HOW much do you know about the prosecution of international war crimes? If the answer is "very little", you're not alone - it's a topic many of us are unfamiliar with.

Take actress Michaela Coel: Before reading the script for Black Earth Rising, a new BBC Two thriller which deals with the complicated legal ramifications of the Rwandan genocide, she had no idea about the history the show covers.

"I felt outraged, shocked at my own ignorance," admits the 30-year-old. "When did this happen? I was asking my Mum, 'Why didn't you tell me?' I wanted to correct my own ignorance and I wanted to somehow feel a sense of redemption from my lack of awareness."

Coel plays Kate Ashby, adopted from Rwanda as a child during the genocide and raised in Britain by Eve Ashby (The Crown's Harriet Walter), a world class British prosecutor in international criminal law. Now in her 20s, Kate has followed in her mother's footsteps and works as a legal investigator in the law chambers of Michael Ennis (John Goodman).

"She's absolutely incredible," Coel says of her character. "I understand that she is not real but she is my hero. Her perseverance, her resilience, her strength, her ability to defy is admirable."

The story takes a turn when Eve embarks on a case at the International Criminal Court, prosecuting an African militia leader, and Michael and Kate end up on a journey that will alter their lives forever. Discussing her preparation for the role, Coel reveals she read various accounts of genocide survivors. "I found the more I read, the more tangled everything became," she explains.

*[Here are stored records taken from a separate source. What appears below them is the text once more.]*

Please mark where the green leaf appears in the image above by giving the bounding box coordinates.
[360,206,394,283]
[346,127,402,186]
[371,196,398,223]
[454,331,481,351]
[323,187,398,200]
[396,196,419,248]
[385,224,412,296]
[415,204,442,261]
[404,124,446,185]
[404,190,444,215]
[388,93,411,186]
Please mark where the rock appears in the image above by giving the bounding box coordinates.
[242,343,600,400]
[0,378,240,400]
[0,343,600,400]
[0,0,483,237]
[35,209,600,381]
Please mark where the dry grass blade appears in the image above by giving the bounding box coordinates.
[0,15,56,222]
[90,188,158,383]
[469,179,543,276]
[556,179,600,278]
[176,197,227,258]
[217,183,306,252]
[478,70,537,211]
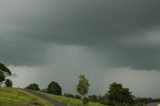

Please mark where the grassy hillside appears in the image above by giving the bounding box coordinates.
[0,87,53,106]
[43,93,104,106]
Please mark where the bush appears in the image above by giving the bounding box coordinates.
[26,83,39,91]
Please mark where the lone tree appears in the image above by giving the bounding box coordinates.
[0,63,11,84]
[107,82,134,106]
[77,75,90,104]
[47,81,62,95]
[5,79,13,87]
[25,83,39,91]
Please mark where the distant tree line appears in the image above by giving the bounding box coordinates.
[0,63,160,106]
[0,63,13,87]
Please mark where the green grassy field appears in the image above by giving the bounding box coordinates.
[0,87,53,106]
[43,93,105,106]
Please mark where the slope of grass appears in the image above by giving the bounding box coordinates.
[0,87,53,106]
[43,93,105,106]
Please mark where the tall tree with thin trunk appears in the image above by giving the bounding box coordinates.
[0,63,11,84]
[77,75,90,104]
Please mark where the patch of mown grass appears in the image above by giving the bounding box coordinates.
[43,93,105,106]
[0,87,53,106]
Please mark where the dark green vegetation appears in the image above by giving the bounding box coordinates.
[47,81,62,95]
[0,63,11,85]
[4,79,13,87]
[43,93,106,106]
[0,63,160,106]
[26,83,39,91]
[106,82,134,106]
[0,87,53,106]
[77,75,90,105]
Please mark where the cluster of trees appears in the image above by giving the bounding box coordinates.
[0,63,13,87]
[25,81,62,95]
[22,75,155,106]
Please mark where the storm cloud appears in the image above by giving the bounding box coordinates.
[0,0,160,97]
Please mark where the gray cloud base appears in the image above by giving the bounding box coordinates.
[0,0,160,70]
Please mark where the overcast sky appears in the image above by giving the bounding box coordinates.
[0,0,160,98]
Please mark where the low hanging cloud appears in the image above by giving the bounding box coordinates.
[0,0,160,70]
[0,0,160,97]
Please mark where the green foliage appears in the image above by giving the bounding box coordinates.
[0,87,53,106]
[25,83,39,91]
[82,97,89,105]
[43,93,105,106]
[47,81,62,95]
[40,89,47,93]
[5,79,13,87]
[88,95,97,102]
[0,63,11,83]
[97,95,110,106]
[64,93,81,99]
[107,82,134,106]
[77,75,90,96]
[0,71,5,83]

The drama's creator, Bafta-winner Hugo Blick, understandably did a lot of research. "In order to feel authentic and knowledgeable about these things, it took about six months of research through Rwanda and into the Democratic Republic of the Congo, and a number of people whose experiences are, in some ways, shown to influence the story," says the 53-year-old writer. "But they're not personifications."

After completing political spy thriller The Honourable Woman, about a baroness trying to forge new ties between Israelis and Palestinians, Blick recognised he was interested in the reconciliation of trauma.

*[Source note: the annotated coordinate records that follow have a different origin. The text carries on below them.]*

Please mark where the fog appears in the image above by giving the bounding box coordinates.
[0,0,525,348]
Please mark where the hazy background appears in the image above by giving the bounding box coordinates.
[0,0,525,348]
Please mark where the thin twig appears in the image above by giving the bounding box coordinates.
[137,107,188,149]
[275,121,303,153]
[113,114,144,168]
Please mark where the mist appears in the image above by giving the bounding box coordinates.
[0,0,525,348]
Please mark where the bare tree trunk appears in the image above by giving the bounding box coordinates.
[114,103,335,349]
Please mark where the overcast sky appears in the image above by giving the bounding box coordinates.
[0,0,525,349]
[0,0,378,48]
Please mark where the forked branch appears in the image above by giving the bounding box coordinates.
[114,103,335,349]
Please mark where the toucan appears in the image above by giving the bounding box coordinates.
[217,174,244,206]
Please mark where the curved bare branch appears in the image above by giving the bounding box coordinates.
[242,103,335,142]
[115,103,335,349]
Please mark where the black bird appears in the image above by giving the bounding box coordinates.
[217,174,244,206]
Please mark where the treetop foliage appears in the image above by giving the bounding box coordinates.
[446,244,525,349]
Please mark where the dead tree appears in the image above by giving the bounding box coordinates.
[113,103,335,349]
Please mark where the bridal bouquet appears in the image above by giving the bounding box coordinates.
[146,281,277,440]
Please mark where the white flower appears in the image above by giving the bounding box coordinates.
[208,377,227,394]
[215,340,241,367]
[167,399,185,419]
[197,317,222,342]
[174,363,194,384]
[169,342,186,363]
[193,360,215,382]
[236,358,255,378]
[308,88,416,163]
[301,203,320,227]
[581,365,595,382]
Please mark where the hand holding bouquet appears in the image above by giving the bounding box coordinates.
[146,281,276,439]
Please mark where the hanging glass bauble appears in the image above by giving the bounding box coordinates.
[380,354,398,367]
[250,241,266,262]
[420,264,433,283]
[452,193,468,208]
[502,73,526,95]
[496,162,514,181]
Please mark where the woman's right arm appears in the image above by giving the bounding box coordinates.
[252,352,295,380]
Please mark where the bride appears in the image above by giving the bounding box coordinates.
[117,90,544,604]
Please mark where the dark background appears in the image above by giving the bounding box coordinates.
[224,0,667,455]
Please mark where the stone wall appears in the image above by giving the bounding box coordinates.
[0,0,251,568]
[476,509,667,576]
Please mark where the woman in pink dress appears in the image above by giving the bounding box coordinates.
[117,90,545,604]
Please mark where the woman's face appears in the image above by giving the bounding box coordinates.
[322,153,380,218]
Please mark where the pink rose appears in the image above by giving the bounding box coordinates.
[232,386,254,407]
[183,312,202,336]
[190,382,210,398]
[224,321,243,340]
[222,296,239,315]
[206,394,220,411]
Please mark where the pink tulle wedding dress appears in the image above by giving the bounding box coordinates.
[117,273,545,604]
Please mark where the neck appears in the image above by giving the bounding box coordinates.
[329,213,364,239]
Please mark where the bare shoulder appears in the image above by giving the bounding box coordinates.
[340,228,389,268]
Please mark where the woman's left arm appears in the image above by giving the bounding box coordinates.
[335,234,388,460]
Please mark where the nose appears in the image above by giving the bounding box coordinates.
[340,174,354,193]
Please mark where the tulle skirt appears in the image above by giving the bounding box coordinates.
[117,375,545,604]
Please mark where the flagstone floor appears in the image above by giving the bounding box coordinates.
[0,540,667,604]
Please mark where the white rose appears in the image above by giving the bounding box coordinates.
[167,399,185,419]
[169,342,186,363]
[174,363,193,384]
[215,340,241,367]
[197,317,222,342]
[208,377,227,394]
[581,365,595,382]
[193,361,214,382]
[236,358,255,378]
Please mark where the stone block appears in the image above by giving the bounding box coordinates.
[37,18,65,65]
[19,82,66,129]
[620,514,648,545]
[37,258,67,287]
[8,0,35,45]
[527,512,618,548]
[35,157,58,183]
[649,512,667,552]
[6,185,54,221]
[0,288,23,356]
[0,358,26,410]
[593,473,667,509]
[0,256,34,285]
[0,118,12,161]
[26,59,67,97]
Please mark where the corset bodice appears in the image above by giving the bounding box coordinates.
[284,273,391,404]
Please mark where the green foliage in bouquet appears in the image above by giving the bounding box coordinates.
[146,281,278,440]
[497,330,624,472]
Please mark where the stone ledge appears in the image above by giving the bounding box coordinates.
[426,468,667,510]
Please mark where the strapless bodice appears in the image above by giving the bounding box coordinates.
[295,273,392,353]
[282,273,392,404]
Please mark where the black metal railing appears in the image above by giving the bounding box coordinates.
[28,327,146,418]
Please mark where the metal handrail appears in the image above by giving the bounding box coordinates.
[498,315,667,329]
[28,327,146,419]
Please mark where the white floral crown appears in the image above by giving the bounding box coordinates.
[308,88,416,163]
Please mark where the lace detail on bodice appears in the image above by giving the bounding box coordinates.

"So I thought, 'How does that work institutionally?' Looking at war crimes, that's a pretty big traumatic event and how are we helping to reconcile people to that? And why are we doing it as a Western environment? Should we be doing it? Why are we doing it?"

Blick calls the unfamiliarity of the story both "the strength of the show and the hill it has to climb".

"Our knowledge of modern Africa reminds you that during the genocide it was a period when OJ Simpson was arrested," he notes. "What do we remember? We remember OJ Simpson's arrest, the tragic death of two people, but in fact, at the same time, up to a million people were killed in Rwanda.

"We talk about how the West sometimes expresses this opinion - which is horrifically dangerous - that 'down there, that's just what they do to each other, isn't it?' That total lack of engagement, responsibility and recognition, and when we make those kind of comments is something we look to explore within the story."

Blick hopes that, after watching the series, people will have a better understanding of "our relationship between our institutions, justice and Africa". But he also says it's a two-way street. "It doesn't mean that we cannot be critical of African environments," he points out. "This is a story that is built to be a compulsive thriller, and it's asking some difficult questions."

Coel's parents were born in Ghana, where filming of Black Earth Rising took place. "It was my first time going home and it was absolutely overwhelming," recalls the actress. Does she see similarities between her and her character? "Definitely," she says. "It's my character's first time going back to Rwanda, it was my first time going back to Ghana, which is horrifically weird. Scary parallels. Being brought up in the West, I was born here and her only memories begin here."

As for whether she thinks more people will investigate Rwanda's history thanks to the show, she says: "I believe in curiosity. I believe it is something that I was denied growing up, going to a pretty s*** school. I would love for everybody to have the desire to be curious beyond comfort."